Kylianne an itibari ile Breannen hakkında iki şeyden daha emin oldu, birincisi Breannen dengesizin tekiydi, ikincisi sırtında bir çift gözü daha vardı. Ancak herhangi bir lafın altında kalmak Kylianne'in kitabında yazmazdı öfkeyle karşılık verdi "Chiron yeterince eğitimli ancak tavuk hırsızlarından hoşlanmıyor bu bir, herhangi bir düşman ensene yaklaşmadan farkına varamıyorsan yeteneksizin tekisin demektir bu iki ve emir verebilecek konumda olmadığını sana hatırlatmaktan sıkıldım bu da üç." Derin bir nefes aldıktan sonra ekledi "Ayrıca Malcolm'ı düşündüğümü de nereden çıkarıyorsun İz Sürücü?"

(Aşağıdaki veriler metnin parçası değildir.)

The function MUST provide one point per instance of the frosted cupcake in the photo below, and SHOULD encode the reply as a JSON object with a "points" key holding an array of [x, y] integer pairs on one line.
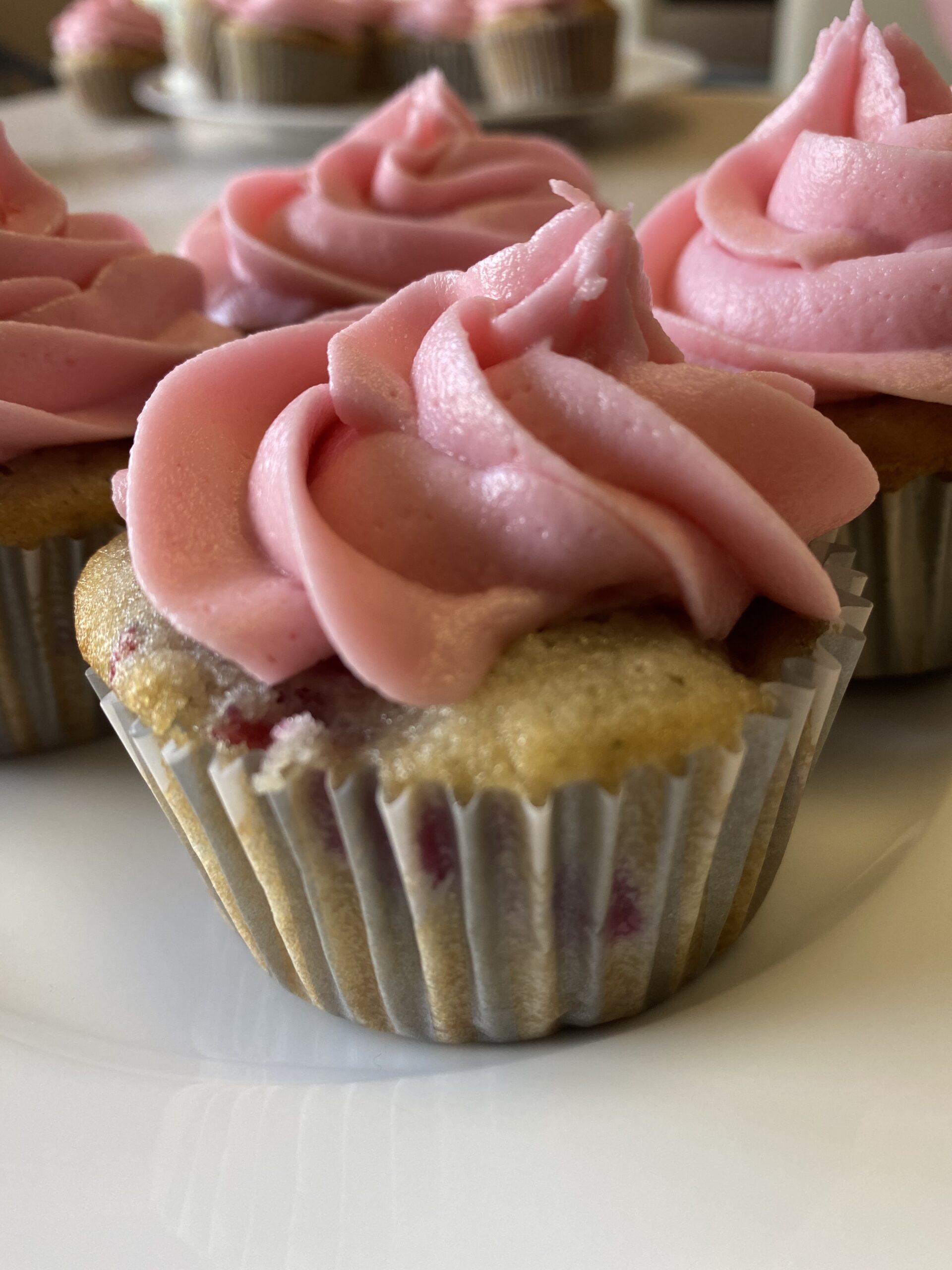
{"points": [[101, 48], [822, 247], [434, 636], [414, 190], [295, 51], [530, 53], [91, 320], [420, 35]]}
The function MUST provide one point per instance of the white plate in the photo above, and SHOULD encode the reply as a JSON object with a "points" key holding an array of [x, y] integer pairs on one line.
{"points": [[644, 70], [166, 1107]]}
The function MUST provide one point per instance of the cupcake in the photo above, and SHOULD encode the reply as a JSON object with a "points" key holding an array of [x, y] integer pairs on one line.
{"points": [[101, 48], [196, 45], [530, 53], [295, 53], [425, 33], [413, 190], [822, 247], [436, 635], [91, 320]]}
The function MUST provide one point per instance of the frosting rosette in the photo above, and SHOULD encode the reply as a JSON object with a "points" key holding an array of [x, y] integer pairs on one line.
{"points": [[479, 455], [416, 189], [91, 26], [91, 319], [823, 244]]}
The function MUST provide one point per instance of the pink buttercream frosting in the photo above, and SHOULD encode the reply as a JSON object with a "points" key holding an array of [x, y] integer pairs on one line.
{"points": [[479, 455], [414, 190], [91, 319], [823, 244], [91, 26], [343, 19], [433, 19]]}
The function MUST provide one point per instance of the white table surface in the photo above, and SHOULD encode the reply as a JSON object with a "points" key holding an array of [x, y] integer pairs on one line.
{"points": [[167, 1107]]}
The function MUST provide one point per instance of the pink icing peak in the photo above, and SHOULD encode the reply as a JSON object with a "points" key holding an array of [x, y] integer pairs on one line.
{"points": [[91, 319], [414, 190], [88, 26], [821, 246], [433, 19], [343, 19], [479, 455]]}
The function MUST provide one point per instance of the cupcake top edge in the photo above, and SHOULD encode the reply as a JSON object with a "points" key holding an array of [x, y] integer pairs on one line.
{"points": [[92, 26], [822, 243], [479, 456], [416, 189], [342, 19], [91, 318]]}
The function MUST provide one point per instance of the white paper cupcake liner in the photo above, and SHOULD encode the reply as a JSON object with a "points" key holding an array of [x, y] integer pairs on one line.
{"points": [[196, 42], [904, 543], [559, 56], [105, 88], [45, 700], [403, 60], [500, 920]]}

Breannen bu kadını gerçekten öldürmek istiyordu, lanet olsun! Tek nefes bile almadan yüz tane cümle kurmuştu "Tanrı Malcolm'ın yardımcısı olsun" diye düşündü "Bu kadın sadece konuşarak bile bir adamı çıldırtabilirdi." Yine dürüst olmak gerekirse düşündüğünden daha iyi bir yol arkadaşı olduğunu kanıtlamıştı. Dört gündür neredeyse hiç aralıksız at sürmelerine rağmen bir kez olsun yakınmamış, her ne kadar aksi gibi görünse de Breannen'ın talimatlarını dinlemiş ve o yatacak yer ayarlarken Kylianne'de yemek işini üstlenmişti. Yine de bu Glenna'nın ve kendinin sadakatini çaldığı gerçeğini değiştirmiyordu ayrıca kadın Malcolm'a inanılmaz bir nefret besliyordu. Gerçi Leydi Glenna'nın sadakatini çalmamıştı, Leydi onu kendi isteği ile Kylianne'e teslim etmişti. "Tanrım aklından ne geçiyordu Glenna!" diye düşündü "Bir büyücüye nasıl güvenebilirsin?"